The earliest of Washington and Lee’s Luther tracts was done in 1523 and, like the other three, was printed in German. The title of the tract translates to “An Order of Worship for the Community,” and the tract is graced by an exquisite woodblock paper cover executed by Lucas Cranach the Elder, a staunch financial supporter and ally of Martin Luther.
The other three tracts, one published in 1524 and two in 1531, are sermons. The 1524 publication is a sermon on Peter and Jude, and the 1531 pieces include a sermon on Hebrews and one on angels. All have detailed woodblock covers, possibly done by Cranach, although the 1523 tract is the only documented Cranach woodcut.

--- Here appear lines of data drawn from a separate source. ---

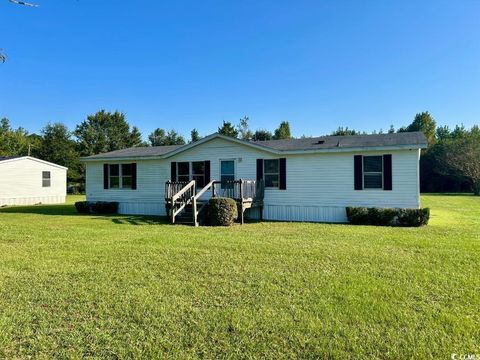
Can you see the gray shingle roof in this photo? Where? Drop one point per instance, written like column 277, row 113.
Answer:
column 135, row 152
column 354, row 141
column 414, row 139
column 3, row 158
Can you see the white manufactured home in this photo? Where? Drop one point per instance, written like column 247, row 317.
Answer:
column 308, row 179
column 27, row 181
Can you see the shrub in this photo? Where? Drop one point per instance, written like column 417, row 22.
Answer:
column 222, row 211
column 388, row 217
column 97, row 207
column 82, row 207
column 104, row 207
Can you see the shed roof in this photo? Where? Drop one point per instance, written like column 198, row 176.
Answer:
column 312, row 144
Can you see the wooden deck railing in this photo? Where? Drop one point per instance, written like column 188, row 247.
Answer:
column 179, row 194
column 181, row 199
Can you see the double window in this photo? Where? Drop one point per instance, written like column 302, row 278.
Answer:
column 227, row 173
column 120, row 176
column 271, row 173
column 46, row 179
column 373, row 172
column 194, row 171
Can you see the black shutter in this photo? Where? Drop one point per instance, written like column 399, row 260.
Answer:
column 207, row 171
column 358, row 172
column 387, row 172
column 105, row 176
column 173, row 171
column 259, row 169
column 134, row 176
column 283, row 174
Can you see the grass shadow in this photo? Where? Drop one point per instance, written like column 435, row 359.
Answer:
column 63, row 209
column 137, row 220
column 69, row 210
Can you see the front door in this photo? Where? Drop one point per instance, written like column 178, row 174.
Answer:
column 227, row 172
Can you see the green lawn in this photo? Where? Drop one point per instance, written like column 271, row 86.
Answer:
column 119, row 287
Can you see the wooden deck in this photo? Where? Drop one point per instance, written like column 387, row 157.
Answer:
column 183, row 199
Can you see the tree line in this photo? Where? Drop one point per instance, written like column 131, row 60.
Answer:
column 451, row 163
column 103, row 132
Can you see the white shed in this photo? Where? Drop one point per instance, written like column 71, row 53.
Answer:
column 311, row 179
column 27, row 180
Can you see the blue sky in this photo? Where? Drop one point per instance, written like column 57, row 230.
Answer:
column 184, row 64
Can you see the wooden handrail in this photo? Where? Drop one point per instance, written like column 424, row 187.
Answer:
column 205, row 188
column 183, row 191
column 242, row 191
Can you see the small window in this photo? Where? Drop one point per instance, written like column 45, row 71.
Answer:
column 198, row 173
column 183, row 171
column 227, row 173
column 271, row 173
column 127, row 176
column 373, row 172
column 114, row 176
column 46, row 179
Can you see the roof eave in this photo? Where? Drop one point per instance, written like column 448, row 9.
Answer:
column 271, row 150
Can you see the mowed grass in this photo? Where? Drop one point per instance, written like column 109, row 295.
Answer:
column 76, row 286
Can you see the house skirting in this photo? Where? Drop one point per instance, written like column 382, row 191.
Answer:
column 32, row 200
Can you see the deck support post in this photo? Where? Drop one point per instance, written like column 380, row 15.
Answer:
column 194, row 208
column 241, row 202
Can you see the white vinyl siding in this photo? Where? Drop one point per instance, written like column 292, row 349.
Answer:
column 319, row 186
column 26, row 181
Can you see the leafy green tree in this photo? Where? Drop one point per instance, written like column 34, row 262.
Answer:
column 425, row 123
column 106, row 131
column 13, row 142
column 228, row 129
column 262, row 135
column 57, row 146
column 463, row 155
column 161, row 138
column 244, row 131
column 341, row 131
column 194, row 135
column 283, row 131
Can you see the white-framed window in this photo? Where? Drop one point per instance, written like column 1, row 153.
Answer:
column 373, row 172
column 46, row 179
column 127, row 176
column 183, row 171
column 120, row 176
column 198, row 173
column 114, row 176
column 271, row 173
column 227, row 172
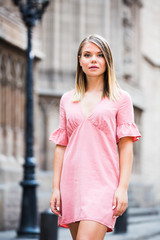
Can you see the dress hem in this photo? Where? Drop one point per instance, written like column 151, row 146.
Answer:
column 65, row 225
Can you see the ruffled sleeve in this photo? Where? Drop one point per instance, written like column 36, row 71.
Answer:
column 60, row 136
column 125, row 120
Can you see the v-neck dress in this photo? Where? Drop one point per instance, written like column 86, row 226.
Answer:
column 90, row 172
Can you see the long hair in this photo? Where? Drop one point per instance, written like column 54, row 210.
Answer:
column 111, row 87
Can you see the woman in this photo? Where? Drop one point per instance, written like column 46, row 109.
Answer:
column 91, row 177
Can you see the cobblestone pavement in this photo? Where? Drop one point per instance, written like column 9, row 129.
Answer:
column 145, row 227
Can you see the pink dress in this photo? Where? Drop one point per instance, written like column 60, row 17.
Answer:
column 90, row 172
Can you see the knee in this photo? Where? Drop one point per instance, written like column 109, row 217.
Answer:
column 85, row 237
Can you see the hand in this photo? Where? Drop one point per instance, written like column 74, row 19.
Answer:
column 55, row 202
column 120, row 201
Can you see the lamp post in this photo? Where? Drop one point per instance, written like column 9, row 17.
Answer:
column 31, row 11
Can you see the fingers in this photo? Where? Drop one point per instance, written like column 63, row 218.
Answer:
column 55, row 206
column 121, row 208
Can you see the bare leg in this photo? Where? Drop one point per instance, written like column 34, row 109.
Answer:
column 91, row 230
column 73, row 227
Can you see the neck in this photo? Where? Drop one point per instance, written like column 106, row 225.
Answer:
column 95, row 84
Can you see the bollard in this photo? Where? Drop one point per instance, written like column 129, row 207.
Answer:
column 49, row 226
column 121, row 224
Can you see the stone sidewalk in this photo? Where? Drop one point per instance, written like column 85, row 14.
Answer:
column 140, row 227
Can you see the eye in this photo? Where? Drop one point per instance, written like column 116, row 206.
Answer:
column 100, row 55
column 87, row 55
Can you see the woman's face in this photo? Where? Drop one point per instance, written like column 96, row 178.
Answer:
column 92, row 60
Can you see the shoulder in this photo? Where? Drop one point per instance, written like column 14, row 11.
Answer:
column 67, row 96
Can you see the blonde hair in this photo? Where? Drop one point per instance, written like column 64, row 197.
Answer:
column 111, row 87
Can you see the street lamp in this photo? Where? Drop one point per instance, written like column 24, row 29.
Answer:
column 31, row 12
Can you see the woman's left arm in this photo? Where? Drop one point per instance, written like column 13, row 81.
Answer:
column 125, row 149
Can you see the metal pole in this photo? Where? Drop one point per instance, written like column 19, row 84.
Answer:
column 29, row 217
column 31, row 11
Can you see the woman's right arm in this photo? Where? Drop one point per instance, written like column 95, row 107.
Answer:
column 57, row 169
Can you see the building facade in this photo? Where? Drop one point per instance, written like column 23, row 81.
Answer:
column 132, row 29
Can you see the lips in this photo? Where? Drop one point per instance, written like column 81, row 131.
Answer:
column 93, row 67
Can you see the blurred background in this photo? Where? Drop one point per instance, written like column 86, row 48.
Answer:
column 132, row 28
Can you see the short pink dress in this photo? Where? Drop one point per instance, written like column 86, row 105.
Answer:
column 90, row 172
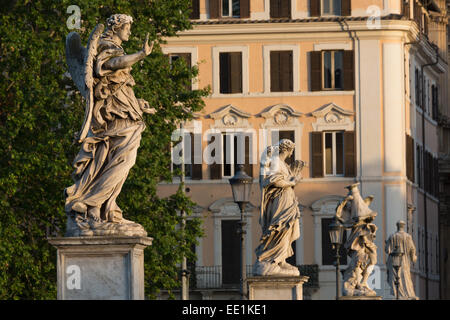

After making such a sensational “rediscovery,” Special Collections has shared the Luther tracts in numerous classes and special group presentations. In fact, I was able to do some very detailed research on Luther’s writing during summer 2017. While in residence at the Huntington Library in San Marino, California, I examined their Luther pieces for comparison purposes.
In light of the 500th anniversary of Luther’s “Theses,” and taking into account the increased attention to such wonderful rarities, the decision was made in winter 2016 to have full conservation work done on all four pieces. That conservation work, including full treatment of every leaf in each tract and the fabrication of elegant linen protective enclosures, was completed in late spring 2017.
In a fitting tribute to the impact of Luther’s simple paper tracts, the full restoration of the pieces was generously paid for by Joshua Duemler ’17. It was Josh, my dedicated and inquisitive work-study student, who brought these pieces to my attention nearly four years ago.
Who knew that the timing of this could be so perfect?